Derartige Liebesbekundungen sucht man zwischen Arnold und Kathrin vergebens. Wenn die beiden sich nicht gerade mit ihren Smartphones oder einer Bergwanderung ablenken, kriegen sie sich in die Haare. Und wenn dann auch noch Götz und Diana ins Spiel kommen, entbrennen die spaßig-schnippischen Wortgefechte so richtig. Dann werden langsam alle Hüllen fallen gelassen und jahrelang unterdrückte Gefühle oder verschwiegene Affären geraten an die Oberfläche. Um Nieren und Beziehungen wird verhandelt, als gehe es um einen Schokoriegel. Das erreicht beizeiten ähnlich abstruse Züge wie der Kammerspiel-Geniestreich „Gott des Gemetzels“ – und funktioniert nur deshalb so gut, weil die vier Schauspieler*innen in Topform ihre Pointen so präzise abzufeuern wissen.
Nach einem pfiffigen Twist im letzten Filmdrittel rechnet man dann mit einer erneuten Steigerung der kreativen Kabbeleien.
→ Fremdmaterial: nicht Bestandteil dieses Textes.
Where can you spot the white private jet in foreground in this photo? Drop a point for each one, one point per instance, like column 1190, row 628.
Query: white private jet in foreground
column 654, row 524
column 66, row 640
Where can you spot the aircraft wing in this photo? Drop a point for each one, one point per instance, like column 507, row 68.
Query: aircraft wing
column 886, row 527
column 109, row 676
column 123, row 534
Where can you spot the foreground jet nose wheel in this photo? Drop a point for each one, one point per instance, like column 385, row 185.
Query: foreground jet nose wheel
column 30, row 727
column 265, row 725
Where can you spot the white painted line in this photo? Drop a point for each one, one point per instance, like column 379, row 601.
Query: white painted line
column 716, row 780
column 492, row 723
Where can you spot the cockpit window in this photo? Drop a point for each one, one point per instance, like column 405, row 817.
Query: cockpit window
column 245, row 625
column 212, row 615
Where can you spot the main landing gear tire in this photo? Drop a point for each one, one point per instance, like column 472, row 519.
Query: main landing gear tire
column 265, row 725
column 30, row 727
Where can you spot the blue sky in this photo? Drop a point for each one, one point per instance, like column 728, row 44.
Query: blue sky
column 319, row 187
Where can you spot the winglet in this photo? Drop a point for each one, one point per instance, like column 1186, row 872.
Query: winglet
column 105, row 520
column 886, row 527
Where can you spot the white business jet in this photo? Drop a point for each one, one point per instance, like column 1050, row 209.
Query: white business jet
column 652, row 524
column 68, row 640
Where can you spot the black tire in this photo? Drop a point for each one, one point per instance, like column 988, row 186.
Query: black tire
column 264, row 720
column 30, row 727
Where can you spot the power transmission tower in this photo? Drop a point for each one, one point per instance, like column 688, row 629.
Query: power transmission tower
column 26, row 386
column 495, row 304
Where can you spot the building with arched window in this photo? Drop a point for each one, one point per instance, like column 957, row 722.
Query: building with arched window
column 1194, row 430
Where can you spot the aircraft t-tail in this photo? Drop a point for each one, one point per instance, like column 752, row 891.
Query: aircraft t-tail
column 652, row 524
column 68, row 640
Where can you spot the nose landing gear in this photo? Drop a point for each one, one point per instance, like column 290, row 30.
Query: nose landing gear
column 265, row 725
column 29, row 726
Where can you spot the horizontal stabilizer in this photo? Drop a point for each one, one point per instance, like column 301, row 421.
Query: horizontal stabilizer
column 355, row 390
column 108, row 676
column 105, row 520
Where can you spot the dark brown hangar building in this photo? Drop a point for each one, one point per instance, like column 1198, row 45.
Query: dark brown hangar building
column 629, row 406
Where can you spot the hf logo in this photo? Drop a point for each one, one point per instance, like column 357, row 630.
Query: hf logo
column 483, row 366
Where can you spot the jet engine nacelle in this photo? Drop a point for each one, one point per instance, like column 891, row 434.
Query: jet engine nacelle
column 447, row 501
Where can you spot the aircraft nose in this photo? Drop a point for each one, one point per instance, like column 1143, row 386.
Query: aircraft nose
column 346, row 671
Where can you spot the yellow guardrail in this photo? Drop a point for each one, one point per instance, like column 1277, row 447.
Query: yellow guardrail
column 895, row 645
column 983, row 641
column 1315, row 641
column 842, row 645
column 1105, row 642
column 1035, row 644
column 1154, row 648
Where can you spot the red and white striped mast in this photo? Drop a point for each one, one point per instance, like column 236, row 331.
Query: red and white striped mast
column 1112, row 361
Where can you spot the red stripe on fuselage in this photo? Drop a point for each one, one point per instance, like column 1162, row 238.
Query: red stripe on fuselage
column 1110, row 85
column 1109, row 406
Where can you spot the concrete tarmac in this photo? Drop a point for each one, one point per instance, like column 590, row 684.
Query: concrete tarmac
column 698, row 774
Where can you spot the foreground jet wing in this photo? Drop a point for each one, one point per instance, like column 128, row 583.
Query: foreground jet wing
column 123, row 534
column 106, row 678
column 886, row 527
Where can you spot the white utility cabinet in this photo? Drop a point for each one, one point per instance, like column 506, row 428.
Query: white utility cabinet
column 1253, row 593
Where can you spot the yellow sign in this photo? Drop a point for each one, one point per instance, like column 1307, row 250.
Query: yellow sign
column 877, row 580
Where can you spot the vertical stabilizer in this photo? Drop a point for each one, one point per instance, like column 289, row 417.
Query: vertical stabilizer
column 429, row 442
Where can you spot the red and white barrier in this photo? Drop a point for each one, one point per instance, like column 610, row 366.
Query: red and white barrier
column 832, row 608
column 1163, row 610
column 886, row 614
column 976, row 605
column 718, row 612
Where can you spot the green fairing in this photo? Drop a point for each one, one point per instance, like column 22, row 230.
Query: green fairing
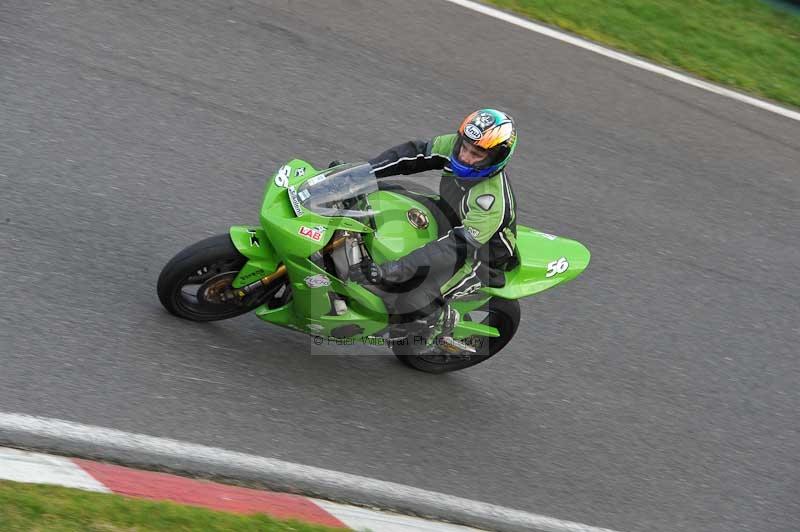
column 545, row 260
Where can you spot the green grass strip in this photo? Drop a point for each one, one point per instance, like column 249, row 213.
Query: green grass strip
column 43, row 508
column 746, row 44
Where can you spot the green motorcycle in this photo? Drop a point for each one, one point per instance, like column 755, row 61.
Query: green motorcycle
column 315, row 226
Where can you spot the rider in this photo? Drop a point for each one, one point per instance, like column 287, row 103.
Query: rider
column 477, row 197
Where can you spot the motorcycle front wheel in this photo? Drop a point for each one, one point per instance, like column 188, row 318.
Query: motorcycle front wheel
column 194, row 284
column 503, row 314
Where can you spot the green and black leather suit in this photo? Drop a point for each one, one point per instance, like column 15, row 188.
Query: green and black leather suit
column 478, row 248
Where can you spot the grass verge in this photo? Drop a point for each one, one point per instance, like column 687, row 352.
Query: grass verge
column 46, row 508
column 746, row 44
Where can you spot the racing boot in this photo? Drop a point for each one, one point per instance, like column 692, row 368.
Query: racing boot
column 447, row 324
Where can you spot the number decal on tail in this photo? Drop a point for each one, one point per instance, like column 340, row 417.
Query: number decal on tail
column 557, row 266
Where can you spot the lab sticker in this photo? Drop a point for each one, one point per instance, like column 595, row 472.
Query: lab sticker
column 317, row 281
column 312, row 233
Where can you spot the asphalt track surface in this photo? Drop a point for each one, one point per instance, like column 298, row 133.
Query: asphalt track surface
column 656, row 392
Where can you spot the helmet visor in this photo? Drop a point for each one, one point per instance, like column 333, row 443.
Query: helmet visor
column 467, row 153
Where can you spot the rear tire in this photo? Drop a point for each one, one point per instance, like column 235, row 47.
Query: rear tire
column 180, row 284
column 504, row 314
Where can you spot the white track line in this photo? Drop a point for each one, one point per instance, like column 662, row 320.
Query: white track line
column 22, row 466
column 24, row 429
column 630, row 60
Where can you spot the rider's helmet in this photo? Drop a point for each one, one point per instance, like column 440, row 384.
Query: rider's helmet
column 486, row 131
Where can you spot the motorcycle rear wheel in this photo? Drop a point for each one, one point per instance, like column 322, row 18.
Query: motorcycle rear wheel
column 204, row 268
column 504, row 314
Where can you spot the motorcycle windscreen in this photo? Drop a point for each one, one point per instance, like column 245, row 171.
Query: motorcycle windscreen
column 340, row 191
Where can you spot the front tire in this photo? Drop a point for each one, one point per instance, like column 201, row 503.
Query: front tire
column 211, row 264
column 504, row 314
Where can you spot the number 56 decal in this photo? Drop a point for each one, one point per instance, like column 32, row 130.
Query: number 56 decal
column 557, row 266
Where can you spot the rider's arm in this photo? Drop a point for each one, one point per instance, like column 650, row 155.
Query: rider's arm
column 414, row 156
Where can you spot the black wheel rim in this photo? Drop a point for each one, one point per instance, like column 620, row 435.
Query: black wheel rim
column 188, row 298
column 437, row 356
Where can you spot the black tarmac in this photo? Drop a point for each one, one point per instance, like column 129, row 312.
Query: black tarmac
column 659, row 391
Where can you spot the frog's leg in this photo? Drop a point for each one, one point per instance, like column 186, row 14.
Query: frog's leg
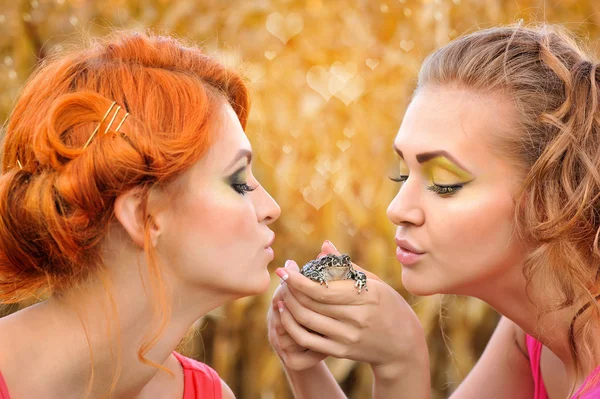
column 361, row 280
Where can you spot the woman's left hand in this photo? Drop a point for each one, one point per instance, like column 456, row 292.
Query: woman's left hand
column 376, row 326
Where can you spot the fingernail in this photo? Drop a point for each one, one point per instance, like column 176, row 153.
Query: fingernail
column 330, row 243
column 282, row 274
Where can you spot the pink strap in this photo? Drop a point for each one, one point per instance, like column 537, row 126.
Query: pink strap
column 3, row 388
column 534, row 348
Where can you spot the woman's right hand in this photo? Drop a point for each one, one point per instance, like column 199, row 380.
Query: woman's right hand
column 293, row 356
column 376, row 326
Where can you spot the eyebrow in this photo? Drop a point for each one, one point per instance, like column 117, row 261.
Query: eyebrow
column 427, row 156
column 241, row 154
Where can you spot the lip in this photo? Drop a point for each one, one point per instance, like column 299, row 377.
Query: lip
column 271, row 241
column 406, row 253
column 270, row 252
column 404, row 244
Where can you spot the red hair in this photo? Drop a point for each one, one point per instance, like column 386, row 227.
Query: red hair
column 56, row 197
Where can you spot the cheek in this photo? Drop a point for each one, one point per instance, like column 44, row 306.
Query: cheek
column 222, row 220
column 210, row 229
column 473, row 235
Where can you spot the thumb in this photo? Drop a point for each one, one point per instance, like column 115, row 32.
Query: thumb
column 291, row 265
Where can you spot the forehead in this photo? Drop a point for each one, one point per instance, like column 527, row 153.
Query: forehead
column 229, row 139
column 464, row 123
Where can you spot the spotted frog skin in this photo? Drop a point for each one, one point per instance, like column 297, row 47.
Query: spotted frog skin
column 332, row 268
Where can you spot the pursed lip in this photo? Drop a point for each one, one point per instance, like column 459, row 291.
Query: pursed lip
column 271, row 241
column 404, row 244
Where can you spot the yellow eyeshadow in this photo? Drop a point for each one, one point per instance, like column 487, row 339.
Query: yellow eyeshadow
column 442, row 171
column 403, row 168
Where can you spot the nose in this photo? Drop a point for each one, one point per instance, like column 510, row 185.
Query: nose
column 267, row 209
column 406, row 207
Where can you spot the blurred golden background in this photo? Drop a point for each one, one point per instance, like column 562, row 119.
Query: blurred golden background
column 330, row 83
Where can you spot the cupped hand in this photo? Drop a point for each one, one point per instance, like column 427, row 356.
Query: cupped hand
column 294, row 356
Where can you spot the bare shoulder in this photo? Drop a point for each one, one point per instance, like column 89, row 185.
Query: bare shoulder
column 227, row 392
column 503, row 371
column 520, row 339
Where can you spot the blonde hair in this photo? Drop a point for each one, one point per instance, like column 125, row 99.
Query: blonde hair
column 553, row 84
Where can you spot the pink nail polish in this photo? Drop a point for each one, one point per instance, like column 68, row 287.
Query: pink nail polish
column 282, row 274
column 330, row 243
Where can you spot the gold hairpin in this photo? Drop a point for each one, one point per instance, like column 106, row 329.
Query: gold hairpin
column 110, row 124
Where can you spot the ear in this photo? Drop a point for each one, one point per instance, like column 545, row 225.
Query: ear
column 128, row 209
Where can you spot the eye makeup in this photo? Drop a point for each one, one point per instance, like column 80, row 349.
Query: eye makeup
column 442, row 171
column 444, row 175
column 238, row 181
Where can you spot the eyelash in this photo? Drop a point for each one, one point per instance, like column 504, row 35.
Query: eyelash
column 242, row 188
column 443, row 191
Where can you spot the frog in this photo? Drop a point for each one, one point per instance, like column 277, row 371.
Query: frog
column 333, row 268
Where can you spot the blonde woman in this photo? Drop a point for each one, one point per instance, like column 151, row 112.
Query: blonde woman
column 499, row 199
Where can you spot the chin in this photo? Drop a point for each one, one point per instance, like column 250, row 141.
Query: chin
column 258, row 285
column 419, row 285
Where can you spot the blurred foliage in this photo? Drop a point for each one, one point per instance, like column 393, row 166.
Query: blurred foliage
column 330, row 83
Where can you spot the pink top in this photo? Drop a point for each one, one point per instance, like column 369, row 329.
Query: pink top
column 534, row 348
column 199, row 380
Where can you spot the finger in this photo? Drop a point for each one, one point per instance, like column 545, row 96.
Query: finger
column 337, row 292
column 317, row 322
column 341, row 312
column 302, row 360
column 309, row 340
column 288, row 345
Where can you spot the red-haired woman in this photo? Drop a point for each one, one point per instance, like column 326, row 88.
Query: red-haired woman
column 499, row 199
column 127, row 197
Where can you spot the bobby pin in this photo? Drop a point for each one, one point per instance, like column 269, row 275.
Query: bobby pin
column 110, row 124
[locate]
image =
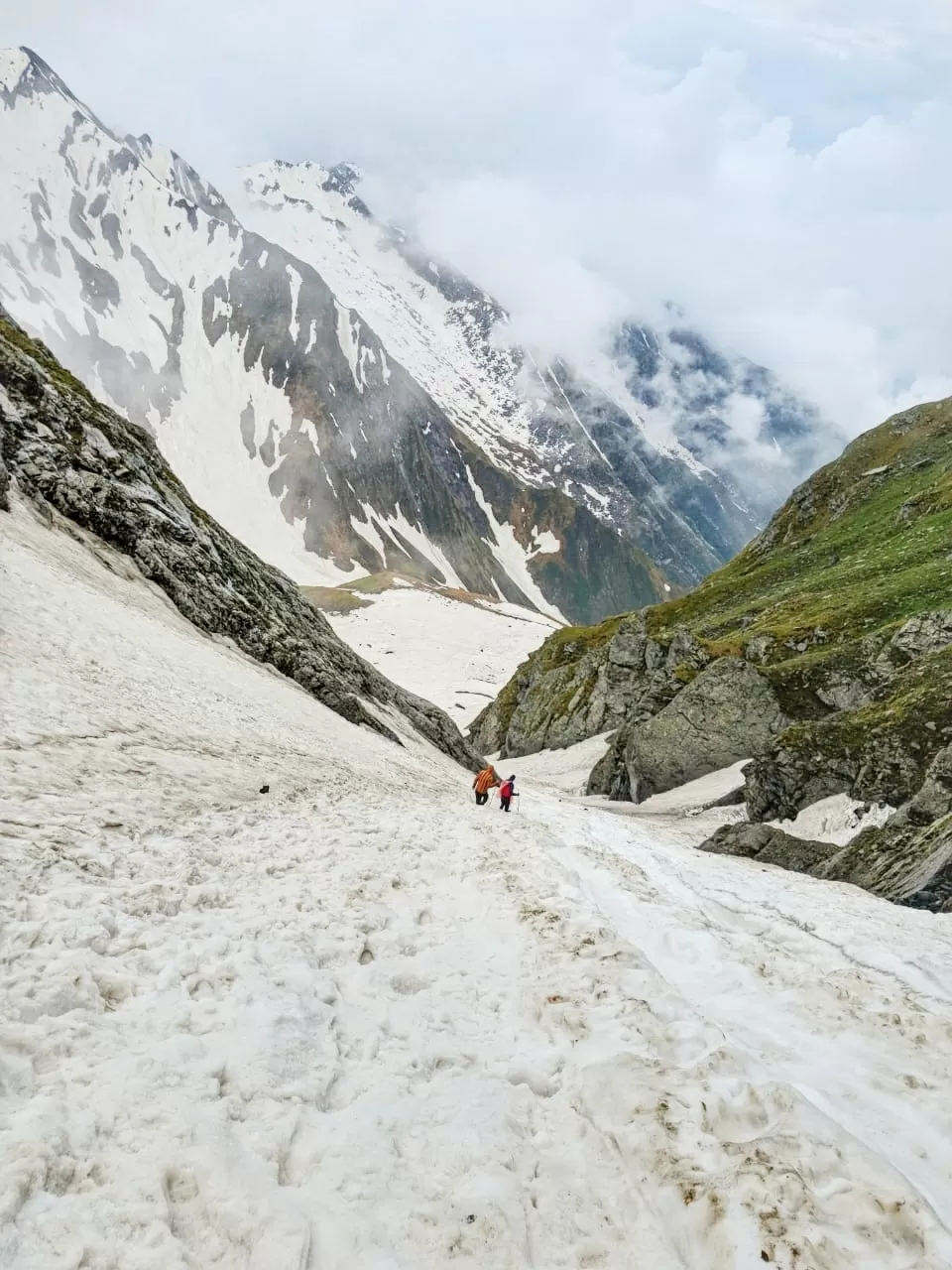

Stattdessen aber versumpft „Risiken & Nebenwirkungen“ allmählich bei dem Versuch, auf einer etwas ernsteren Note zu enden, ohne echte Fallhöhe zu bieten. Dafür hat sich der Film in der ersten Stunde einfach selbst nicht ernst genug genommen. Bevor sich aber größere Ermüdungserscheinungen zeigen, kappt man die Story mit einem gut pointierten kleinen Schlag in die Magengrube…
Fazit: Ein über weite Strecken sehr kurzweiliges, messerscharfes Comedy-Kammerspiel, das besonders von seinen vier starken Hauptdarsteller*innen profitiert.